John felt obliged to send a response:
I am disappointed by the report. While it is true that I, with colleagues, developed the concept of failure demand by working with it in the private sector in the 80s and 90s, we have extensive experience in the public sector, since 2001. You reference my 2019 book. As a matter of fact, the concept was first publicised in 1992, then, in books with public-sector examples, in 2003, 2008 and 2014.
As you pointed out, I often say it is easily understood and easily misunderstood. Your report falls into a common trap – we have seen this tried in many organisations. It recommends, in essence, to define types and address processes. It is to assume that today’s processes just need improving. Nothing is done to appreciate the need to change the system conditions driving the phenomenon.
As I and my colleagues, Ibrar and Hamish, explained in the consultation, failure demand is no more than a signal. The causes are systemic. The purpose of any intervention is to systemically eradicate failure demand and that will only be achieved when the system is reconceived to focus on value in patient terms.

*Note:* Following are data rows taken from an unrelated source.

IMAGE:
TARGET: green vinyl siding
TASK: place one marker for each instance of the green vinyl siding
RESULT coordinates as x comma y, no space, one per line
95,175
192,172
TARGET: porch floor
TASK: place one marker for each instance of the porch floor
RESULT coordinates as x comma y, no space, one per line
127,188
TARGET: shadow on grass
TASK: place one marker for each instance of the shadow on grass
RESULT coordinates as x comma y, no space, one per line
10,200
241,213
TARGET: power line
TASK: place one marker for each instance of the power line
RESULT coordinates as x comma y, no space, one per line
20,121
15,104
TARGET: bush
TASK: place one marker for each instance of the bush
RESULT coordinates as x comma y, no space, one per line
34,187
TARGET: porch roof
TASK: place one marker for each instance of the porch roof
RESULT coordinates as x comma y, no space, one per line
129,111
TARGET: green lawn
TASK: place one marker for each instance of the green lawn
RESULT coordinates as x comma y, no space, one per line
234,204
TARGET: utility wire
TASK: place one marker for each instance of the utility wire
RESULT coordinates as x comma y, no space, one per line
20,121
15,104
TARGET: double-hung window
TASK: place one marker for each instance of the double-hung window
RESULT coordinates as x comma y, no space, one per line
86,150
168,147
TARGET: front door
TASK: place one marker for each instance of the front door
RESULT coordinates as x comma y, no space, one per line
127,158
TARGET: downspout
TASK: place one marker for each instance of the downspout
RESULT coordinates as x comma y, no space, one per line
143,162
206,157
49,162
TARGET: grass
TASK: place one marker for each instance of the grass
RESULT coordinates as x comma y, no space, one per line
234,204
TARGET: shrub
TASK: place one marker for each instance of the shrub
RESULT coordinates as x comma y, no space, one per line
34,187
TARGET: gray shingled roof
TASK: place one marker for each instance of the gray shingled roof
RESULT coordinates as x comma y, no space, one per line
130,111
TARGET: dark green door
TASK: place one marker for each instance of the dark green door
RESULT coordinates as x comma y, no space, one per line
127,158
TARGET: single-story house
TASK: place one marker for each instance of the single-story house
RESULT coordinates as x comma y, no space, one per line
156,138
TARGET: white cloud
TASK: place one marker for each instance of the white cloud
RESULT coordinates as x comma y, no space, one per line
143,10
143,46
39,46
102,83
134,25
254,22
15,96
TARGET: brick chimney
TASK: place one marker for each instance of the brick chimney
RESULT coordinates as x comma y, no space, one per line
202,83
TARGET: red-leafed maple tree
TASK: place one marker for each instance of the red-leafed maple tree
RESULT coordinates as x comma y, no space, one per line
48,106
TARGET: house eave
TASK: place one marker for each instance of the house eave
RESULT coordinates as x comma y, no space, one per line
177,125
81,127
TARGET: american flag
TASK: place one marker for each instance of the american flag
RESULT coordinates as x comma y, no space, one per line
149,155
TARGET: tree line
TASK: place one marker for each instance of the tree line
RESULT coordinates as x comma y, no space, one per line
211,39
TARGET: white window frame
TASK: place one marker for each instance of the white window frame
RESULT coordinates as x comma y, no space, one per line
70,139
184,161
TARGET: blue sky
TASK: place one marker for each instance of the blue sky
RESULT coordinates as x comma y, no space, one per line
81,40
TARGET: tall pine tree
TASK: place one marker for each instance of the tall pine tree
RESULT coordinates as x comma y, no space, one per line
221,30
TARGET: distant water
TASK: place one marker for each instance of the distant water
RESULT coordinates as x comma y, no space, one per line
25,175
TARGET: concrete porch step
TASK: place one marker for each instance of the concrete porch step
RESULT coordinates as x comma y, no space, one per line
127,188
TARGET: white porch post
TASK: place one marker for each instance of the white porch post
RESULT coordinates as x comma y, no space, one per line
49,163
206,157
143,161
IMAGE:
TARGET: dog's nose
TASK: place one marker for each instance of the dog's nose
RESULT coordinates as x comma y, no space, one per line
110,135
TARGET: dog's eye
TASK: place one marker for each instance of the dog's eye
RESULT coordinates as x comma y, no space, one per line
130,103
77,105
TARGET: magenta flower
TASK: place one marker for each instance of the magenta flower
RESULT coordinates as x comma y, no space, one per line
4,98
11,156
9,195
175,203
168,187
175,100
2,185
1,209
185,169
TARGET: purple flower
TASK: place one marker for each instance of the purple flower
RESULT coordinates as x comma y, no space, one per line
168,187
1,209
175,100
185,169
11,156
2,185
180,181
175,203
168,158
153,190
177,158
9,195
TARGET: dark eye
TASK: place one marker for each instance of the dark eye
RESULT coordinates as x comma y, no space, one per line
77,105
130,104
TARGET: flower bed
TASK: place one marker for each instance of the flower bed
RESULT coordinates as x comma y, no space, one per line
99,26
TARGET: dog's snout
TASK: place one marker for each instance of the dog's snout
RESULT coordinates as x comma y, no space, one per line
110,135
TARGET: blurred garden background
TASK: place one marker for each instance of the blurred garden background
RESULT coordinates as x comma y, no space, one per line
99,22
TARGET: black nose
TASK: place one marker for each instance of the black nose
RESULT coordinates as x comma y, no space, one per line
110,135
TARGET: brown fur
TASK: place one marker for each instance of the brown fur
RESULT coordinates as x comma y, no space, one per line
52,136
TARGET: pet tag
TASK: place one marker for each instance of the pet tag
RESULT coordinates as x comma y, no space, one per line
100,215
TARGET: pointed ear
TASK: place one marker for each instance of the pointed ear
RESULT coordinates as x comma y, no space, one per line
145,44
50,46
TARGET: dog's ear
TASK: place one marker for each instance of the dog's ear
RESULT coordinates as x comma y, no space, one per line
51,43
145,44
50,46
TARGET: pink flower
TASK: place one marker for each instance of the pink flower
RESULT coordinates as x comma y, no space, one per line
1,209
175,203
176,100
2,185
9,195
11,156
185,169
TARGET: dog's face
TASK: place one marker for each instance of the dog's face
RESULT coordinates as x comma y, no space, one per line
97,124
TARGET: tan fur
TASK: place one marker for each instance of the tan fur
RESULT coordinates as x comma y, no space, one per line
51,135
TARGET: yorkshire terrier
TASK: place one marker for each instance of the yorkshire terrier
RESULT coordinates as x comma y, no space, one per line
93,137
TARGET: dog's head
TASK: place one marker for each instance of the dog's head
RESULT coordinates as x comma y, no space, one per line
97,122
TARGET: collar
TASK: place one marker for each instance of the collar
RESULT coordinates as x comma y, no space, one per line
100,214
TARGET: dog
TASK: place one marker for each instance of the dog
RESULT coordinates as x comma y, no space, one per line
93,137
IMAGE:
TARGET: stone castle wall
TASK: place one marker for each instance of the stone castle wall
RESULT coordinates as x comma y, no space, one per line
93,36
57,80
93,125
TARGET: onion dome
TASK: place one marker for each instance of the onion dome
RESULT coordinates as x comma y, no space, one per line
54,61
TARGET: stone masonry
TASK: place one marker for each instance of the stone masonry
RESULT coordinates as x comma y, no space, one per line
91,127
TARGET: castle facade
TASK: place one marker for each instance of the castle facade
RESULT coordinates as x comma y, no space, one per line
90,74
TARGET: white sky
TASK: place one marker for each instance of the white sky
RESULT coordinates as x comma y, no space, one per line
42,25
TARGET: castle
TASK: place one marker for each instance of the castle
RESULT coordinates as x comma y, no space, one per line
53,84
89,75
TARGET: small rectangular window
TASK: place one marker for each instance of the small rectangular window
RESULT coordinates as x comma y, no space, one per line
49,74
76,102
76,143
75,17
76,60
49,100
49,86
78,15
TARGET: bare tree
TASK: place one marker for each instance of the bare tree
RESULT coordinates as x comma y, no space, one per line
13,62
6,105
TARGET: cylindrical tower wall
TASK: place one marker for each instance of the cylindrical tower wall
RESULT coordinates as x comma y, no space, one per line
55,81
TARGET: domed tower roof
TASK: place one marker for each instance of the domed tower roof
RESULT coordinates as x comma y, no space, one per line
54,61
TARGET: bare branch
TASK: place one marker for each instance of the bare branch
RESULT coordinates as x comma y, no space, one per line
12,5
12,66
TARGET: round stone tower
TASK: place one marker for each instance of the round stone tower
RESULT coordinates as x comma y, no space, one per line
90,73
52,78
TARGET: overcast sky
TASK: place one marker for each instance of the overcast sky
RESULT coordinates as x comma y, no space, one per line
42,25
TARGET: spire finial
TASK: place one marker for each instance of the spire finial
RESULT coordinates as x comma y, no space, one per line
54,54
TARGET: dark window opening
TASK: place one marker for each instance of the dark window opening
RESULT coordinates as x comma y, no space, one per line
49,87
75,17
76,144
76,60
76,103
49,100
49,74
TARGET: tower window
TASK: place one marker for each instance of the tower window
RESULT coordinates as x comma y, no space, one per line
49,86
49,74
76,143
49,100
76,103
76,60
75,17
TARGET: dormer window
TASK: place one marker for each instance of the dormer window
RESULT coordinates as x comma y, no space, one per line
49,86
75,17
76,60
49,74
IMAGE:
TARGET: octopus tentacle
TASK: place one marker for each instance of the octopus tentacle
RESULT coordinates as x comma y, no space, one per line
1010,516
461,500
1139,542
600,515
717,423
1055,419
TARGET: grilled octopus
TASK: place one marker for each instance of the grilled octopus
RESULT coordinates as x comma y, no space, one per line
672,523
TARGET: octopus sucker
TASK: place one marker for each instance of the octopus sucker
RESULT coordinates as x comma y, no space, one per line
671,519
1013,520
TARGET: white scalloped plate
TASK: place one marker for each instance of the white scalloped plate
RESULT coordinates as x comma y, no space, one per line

We also explained that we have learned that the best means of beginning any intervention in the NHS is to study demand, in the first instance identifying the small cohorts of patients that consume a disproportionately large amount of capacity. They have been found in every NHS service we have studied. Knowledge of what matters to these patients leads to reconceiving the service to meet the patients’ needs. The consequences are an increase in capacity and a profound fall in the resources consumed across the whole system. Ergo significant productivity improvement.
What is revealed in the study phase is the causes are to be found in the industrialised design. Specialisation, fragmentation, standardisation, cost management, targets, pathways, protocols, tariffs etc. The current controls don’t control; they create cost.
You say that empirical evidence is limited, yet we have plenty. I’m disappointed you chose to ignore it and puzzled as to why you did.
On a separate note: Do any of the studies you reference include solutions that have systemically eradicated failure demand? Those that I’m aware of are only reporting evidence of failure demand. Not a good first step.
If this note engages your curiosity we would be pleased to discuss.